At first you'll feel your muscles burning. Thighs, shoulders, arms. This is normal. The body is learning to hold the posture. Stay with it as long as you can, even if it's only a few minutes.
As you practice, something changes. The burning doesn't go away, but you'll start to feel a sense of groundedness. Like your body is sinking into the floor while your head rises toward the ceiling. This is finding your baseline.
"The body sinks, the spirit rises, the self remains unmoved."
That stable, grounded sensation is what pulls your qi back to normal when it becomes uncontrollable.
From:
Re: How To Control Qi
@HiddenDragon88
Phoenix is right about Standing Meditation. But don't neglect proper alignment during the posture. Hands match feet, elbows match knees, shoulders match hips.
If your alignment is off, you're just standing there getting tired.

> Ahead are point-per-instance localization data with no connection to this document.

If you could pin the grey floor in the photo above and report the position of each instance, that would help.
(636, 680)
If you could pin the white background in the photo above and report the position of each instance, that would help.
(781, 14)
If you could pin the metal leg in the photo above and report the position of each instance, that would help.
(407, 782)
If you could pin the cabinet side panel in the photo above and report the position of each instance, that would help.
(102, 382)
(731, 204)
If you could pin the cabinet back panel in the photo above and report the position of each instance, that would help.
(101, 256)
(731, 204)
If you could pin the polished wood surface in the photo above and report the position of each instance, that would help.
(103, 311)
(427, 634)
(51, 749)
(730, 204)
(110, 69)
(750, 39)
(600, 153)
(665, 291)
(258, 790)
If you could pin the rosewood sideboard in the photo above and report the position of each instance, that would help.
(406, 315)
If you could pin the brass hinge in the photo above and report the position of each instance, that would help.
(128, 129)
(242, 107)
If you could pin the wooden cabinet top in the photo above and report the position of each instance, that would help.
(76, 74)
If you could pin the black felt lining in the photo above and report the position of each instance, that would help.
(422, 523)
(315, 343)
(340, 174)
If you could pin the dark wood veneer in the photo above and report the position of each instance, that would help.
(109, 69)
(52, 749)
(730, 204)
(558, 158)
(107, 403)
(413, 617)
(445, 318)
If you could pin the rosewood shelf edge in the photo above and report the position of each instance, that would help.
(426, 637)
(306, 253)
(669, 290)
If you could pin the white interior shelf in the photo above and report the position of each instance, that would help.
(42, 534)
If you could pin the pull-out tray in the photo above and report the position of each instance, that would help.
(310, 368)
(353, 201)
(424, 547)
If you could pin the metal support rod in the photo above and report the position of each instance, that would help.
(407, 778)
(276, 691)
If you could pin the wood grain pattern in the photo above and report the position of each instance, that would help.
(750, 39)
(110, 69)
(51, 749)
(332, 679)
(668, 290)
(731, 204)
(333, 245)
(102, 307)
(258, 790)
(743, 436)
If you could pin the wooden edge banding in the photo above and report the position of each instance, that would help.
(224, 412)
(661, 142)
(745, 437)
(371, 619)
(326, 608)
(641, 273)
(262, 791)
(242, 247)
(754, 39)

We call this the Three External Harmonies in martial practice. And practice at the same time daily if you can. The body's qi follows natural cycles.
Daniel read both responses twice. RisingPhoenix72's instructions were clear. Standing meditation, building a baseline, finding stability. Practical and specific.
But JadeBeauty95's addition caught his attention. The Three External Harmonies. Hands match feet, elbows match knees, shoulders match hips. The kind of detail that came from actual practice, not just reading about it.
He scrolled up to check her profile. Join date: 1995. Over two hundred posts, mostly in internal martial arts threads. Someone who'd been at this a while. Someone who might actually know what she was talking about.
"Who's JadeBeauty95?" Henry asked, reading over his shoulder.
"No idea. But she sounds legit."
Daniel opened his notebook, wrote: Three External Harmonies. Hands/feet, elbows/knees, shoulders/hips. Alignment critical.
Below that: Zhàn Zhuāng. Standing meditation. Build baseline. "Body sinks, spirit rises."
"I should try this tonight," Daniel said.
"The standing thing?"
"Yeah. Zhàn Zhuāng." He closed the notebook. "See if it helps."
He had a feeling he was going to need it.